John Rentoul, the Independent’s resident Blairite, feels that accidentally implying equivalence between Israel and ISIS, a charge that itself requires an uncharitable interpretation of a bland denial of the collective responsibility for Jews and Muslims of states and groups that claim to represent them, is grounds for the Labour Party to hand him his notice. Invading a country on false pretenses, and dooming British soldiers and Iraqi civilians to early graves, was perhaps a less significant offence. The Telegraph, meanwhile, declares that Corbyn “appears to lunge” at a female reporter in a recent video – a slimy implication of aggressive behaviour towards a woman that is preposterous given that all the beleaguered Marxist did was stop and turn around, in response, no less, to the journalist accusing him of running away. How soft are journalists nowadays? Do they have no memory of dealing with Alastair Campbell?

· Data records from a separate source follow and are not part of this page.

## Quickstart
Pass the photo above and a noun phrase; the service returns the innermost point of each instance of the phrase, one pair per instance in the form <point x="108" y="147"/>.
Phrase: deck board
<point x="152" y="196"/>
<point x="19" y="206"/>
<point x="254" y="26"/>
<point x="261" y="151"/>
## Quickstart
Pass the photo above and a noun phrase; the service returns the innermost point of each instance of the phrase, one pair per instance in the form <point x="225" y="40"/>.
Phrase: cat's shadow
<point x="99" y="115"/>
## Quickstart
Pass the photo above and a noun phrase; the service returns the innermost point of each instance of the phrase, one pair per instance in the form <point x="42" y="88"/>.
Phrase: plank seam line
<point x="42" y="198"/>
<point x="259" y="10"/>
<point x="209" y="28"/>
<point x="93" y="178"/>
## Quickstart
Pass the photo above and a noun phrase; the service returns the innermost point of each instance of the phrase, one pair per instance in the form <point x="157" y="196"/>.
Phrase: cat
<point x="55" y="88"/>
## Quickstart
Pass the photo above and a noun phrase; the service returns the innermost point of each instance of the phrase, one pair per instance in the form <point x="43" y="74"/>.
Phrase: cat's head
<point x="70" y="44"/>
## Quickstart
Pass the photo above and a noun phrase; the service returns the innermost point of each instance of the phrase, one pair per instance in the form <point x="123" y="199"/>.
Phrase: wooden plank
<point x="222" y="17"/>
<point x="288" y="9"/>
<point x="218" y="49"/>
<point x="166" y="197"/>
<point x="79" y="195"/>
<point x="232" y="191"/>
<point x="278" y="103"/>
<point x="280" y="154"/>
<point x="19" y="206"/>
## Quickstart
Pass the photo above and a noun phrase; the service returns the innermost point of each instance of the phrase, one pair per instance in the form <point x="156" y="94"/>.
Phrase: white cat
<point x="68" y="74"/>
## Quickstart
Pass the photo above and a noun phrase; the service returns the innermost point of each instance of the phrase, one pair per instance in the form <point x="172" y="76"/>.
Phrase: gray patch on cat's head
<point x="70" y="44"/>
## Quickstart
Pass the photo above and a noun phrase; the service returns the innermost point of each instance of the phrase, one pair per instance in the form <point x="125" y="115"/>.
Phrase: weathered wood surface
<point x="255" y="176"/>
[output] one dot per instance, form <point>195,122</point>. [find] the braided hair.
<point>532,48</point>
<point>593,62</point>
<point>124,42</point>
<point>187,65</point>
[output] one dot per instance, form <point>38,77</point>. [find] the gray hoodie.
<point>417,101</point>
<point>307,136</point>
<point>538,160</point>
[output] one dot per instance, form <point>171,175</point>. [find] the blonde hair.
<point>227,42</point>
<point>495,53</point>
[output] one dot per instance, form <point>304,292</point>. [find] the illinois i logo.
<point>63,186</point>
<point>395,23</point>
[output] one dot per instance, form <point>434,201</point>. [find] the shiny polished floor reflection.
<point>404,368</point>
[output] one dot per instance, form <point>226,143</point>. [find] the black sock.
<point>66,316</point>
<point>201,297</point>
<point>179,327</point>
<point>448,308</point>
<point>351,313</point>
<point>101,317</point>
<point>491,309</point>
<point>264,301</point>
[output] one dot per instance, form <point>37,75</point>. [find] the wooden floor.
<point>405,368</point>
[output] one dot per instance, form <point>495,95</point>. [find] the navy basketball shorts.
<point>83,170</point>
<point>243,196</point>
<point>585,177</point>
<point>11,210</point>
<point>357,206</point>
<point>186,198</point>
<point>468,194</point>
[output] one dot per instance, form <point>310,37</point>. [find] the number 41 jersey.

I think we know why Corbyn is mistreated in this way. It is because his ideas roam beyond the boundaries of mainstream opinion. Well, I’d like to keep them outside of mainstream opinion too, but I know ideas I promote are beyond these borders as well, and that such shrill and disingenuously moralistic tactics have been aimed at people who represent them. Thus, on this narrow little piece of common ground, I have no choice except to say I stand with Jeremy Corbyn.